I'm not going to name names, because that's tacky... and childish. Problem is, I'm childish. So I'll call her: G. Also, because of a confidentiality agreement I am bound to, I can't disclose the name of the news network that bailed on airing this story. So, unfortunately, I'll have to refer to it as "The Network."

It was August 2015 and stupid-out-of-his-mind-garbage man, Nicolás Maduro (President of Venezuela), closed the border between Colombia and his corruption-ridden country. The reason? who the hell knows. It's always about a ridiculous tantrum the "commander in chief" feels like throwing. The point is, as a freelance journalist, who happened to be in Venezuela at the time, I pitched a story about family.

Hundreds of families, who used to transit from Colombia to Venezuela on a daily basis, now were forbidden to cross from one country to the other. Think about it. You live in a small-ass town in Venezuela but can walk 5 minutes over to a bigger town in Colombia where you can find everything from HARINA PAN, to a decent education. Not any more. And that's what G loved about the story.

I traveled like any other Venezuelan would: aware that every fucking flight would, by default, be delayed and that it would take for freaking ever to go from A to B. But I made it to Ureña, the border town between Venezuela and Colombia's Cúcuta.

CNN, the NY POST, NY TIMES and, of course, the BBC (how are the British always everywhere?) had been there already. It took me a week after the border closed to get to location from Caracas and by then the action had passed.

So I was about to lay back and have a big bottle of cheap booze when my neighbor (I was staying at a friend's apt building) knocks on the door and introduces herself as a mother who had seen her own son escape from the motherland by crossing borders illegally. She said she had to bribe the "Venezuelan National Guard" in order to get her son through. The story was no longer about the border, it was about corruption, and the news network got scared as fuck.

"I literally crawled through a river of shit just to get the story. It cost me time and a pair of pants"

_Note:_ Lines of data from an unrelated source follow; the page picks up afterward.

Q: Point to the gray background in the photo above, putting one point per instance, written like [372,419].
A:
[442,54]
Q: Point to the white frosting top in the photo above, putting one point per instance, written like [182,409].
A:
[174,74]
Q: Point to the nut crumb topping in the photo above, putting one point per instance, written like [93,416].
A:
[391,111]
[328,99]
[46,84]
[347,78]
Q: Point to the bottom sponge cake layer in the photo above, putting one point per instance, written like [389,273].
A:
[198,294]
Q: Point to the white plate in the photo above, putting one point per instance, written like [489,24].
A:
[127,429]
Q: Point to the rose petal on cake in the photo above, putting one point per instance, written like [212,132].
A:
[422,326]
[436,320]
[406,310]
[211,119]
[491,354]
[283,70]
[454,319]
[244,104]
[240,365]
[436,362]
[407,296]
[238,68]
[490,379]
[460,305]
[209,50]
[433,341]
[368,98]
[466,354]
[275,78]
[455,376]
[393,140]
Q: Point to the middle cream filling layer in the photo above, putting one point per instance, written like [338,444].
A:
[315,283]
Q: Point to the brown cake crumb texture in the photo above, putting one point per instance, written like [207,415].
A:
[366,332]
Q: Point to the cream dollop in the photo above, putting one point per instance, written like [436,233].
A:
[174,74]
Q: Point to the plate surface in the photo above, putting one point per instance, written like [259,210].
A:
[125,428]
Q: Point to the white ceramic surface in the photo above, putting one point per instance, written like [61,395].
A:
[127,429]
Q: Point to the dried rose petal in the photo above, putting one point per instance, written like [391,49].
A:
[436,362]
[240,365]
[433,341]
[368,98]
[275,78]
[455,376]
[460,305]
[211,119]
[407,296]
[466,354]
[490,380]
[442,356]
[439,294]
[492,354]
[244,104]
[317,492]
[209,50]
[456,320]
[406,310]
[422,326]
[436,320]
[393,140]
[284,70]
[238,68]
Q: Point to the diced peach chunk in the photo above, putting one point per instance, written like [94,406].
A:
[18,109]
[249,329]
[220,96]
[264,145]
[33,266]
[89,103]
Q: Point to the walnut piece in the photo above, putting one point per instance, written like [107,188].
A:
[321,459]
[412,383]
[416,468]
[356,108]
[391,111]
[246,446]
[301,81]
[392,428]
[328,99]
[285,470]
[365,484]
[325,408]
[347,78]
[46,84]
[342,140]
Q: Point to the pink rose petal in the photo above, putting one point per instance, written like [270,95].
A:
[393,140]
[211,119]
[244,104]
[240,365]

Well, alright. There's a story no one had. People were paying off the National (fucking) Guard in order to cross from Venezuela to Colombia for what nowadays are about $10. As you see in the video, I called the contact (a moto taxi) who got me though all the check points. The only way between borders was a river everyone referred to as "la trocha" (which might as well translate to "The Sewage"). I literally crawled through a river of shit just to get the story. It cost me time and a pair of pants.

It was, from a sick journalistic point of view, perfect. I crossed the border illegally — just to prove a point — right before a mother met with her two kids, finally escaping from who knows what kind of hell. I had a story.

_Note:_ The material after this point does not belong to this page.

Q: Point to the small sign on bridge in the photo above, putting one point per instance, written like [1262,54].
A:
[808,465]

I threw away the pants, had a cheap bottle of booze for dinner and traveled back to Caracas the next day. I spent two weeks editing the piece you are now watching (hope you are) before G, the story editor from the News Network, tells me that "her boss" has told her that "the network cannot air the piece based on the content, as the journalist has attained the story by crossing the Venezuelan/Colombian border illegally." The Network did not want to risk its "stand" with the Venezuelan government based on an online story produced for its failing online show.

Two weeks of revised cuts and conversations end on a "we'll pay you 50% of the agreed amount." MSNBC gave me, then, the rights to the piece but it was too late to get it sold to any other network as it had been more than a month since the closing of the border.

So here it is... the story that MSNBC did not feel comfortable airing. Months after the issue at hand. The story still showcases the outstanding levels of corruption within the National Guard. In this country, those who are supposed to protect you will let you do just about anything for a couple of bucks.